Höchstdotierter deutscher Forschungspreis für Biologen der JGU

7. Februar 2019

Einer der führenden Zellbiologen und Chromosomenforscher weltweit konnte über eine Alexander von Humboldt-Professur für die Johannes Gutenberg-Universität Mainz (JGU) gewonnen werden: Prof. Dr. Peter Baumann wechselte 2017 vom Howard Hughes Medical Institute in Kansas City nach Mainz, wo die Neuausrichtung und der Ausbau der Lebenswissenschaften in vollem Gange sind.
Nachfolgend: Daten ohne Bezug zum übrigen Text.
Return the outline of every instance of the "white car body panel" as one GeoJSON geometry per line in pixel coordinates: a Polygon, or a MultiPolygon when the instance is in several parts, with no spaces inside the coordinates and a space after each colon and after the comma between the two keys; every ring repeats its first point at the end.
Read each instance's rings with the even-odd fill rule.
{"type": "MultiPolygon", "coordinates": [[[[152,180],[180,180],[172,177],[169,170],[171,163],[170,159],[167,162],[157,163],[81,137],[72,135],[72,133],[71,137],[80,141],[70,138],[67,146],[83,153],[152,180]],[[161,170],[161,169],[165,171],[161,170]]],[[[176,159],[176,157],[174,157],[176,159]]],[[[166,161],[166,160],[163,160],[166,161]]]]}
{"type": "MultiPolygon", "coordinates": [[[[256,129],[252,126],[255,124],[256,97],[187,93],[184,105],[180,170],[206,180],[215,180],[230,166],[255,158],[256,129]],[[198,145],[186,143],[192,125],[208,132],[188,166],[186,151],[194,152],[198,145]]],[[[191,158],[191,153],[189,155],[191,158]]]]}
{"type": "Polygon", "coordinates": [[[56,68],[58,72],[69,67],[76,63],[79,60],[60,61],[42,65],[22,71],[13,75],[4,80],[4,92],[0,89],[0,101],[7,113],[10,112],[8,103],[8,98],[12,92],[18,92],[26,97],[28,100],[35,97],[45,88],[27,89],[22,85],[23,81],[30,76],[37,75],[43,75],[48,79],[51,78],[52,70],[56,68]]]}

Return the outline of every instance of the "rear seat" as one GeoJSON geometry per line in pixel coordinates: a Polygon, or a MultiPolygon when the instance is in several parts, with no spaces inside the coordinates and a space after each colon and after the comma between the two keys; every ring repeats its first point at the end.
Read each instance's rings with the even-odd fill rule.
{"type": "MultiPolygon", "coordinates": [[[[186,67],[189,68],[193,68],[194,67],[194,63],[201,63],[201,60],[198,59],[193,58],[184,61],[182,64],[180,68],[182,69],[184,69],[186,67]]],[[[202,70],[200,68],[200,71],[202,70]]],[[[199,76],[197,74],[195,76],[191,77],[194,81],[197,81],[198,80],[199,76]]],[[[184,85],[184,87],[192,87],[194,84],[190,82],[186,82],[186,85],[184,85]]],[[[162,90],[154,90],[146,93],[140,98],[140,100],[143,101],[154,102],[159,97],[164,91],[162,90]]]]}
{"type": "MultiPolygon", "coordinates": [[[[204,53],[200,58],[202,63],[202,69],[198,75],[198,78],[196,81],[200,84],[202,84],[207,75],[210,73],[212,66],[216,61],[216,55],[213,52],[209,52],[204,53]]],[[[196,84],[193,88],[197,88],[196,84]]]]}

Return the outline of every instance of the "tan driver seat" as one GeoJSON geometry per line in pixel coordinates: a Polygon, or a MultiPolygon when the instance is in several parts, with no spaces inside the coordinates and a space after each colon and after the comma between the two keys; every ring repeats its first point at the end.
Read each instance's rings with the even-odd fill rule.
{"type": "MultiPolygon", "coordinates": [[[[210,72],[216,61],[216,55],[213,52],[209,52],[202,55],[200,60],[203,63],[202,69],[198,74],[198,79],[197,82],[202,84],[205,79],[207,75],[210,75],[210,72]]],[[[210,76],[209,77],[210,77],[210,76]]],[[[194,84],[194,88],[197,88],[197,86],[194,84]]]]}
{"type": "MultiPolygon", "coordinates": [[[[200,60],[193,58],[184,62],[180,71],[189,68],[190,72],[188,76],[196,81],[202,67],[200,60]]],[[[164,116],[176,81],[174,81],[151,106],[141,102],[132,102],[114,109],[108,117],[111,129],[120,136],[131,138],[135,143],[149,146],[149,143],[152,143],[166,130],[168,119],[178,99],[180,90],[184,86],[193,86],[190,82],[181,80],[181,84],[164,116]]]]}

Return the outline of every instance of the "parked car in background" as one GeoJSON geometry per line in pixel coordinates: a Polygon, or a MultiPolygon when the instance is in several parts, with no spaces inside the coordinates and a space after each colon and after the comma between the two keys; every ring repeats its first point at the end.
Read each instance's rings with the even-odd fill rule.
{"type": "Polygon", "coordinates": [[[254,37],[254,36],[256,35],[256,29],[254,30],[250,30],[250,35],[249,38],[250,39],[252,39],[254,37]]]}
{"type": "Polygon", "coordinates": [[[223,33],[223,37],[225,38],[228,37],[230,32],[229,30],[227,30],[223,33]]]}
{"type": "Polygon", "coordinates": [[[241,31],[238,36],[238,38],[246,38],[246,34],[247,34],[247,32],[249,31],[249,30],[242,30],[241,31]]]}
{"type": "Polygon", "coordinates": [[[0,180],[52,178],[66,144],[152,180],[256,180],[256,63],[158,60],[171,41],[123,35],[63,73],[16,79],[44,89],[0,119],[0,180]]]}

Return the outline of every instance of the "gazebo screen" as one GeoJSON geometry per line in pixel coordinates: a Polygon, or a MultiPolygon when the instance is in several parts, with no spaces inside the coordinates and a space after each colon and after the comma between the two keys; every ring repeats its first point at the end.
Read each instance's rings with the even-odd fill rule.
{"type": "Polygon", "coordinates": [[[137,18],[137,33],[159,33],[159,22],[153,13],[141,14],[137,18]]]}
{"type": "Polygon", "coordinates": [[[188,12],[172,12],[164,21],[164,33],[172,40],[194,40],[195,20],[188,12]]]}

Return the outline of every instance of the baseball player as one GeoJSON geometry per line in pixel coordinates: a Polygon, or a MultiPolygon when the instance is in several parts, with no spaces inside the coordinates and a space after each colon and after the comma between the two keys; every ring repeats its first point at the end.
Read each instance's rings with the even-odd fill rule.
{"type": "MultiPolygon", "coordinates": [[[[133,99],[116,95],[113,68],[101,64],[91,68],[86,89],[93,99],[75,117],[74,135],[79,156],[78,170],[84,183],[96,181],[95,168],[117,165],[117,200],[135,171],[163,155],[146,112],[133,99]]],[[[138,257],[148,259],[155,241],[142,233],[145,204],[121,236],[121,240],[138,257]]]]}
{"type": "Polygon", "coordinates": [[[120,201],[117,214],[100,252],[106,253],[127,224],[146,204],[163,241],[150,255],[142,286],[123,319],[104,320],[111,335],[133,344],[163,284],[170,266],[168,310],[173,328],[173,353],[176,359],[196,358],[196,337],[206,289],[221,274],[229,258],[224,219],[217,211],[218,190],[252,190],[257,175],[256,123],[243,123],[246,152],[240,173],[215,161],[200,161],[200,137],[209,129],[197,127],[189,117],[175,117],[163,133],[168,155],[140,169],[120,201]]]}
Baumann wird diesen Prozess mit vorantreiben.

Es mag durchaus sein, dass in den USA mehr Geld in die Forschung fließt als in Deutschland. "Aber in Deutschland gibt es ein starkes Bewusstsein dafür, wie wichtig Grundlagenforschung ist", sagt Prof. Dr. Peter Baumann. "Es gibt hier noch Raum für fundamentale Forschung, wo nicht sofort gefragt wird, was ein Projekt konkret bringt und was seine medizinischen Anwendungen sind."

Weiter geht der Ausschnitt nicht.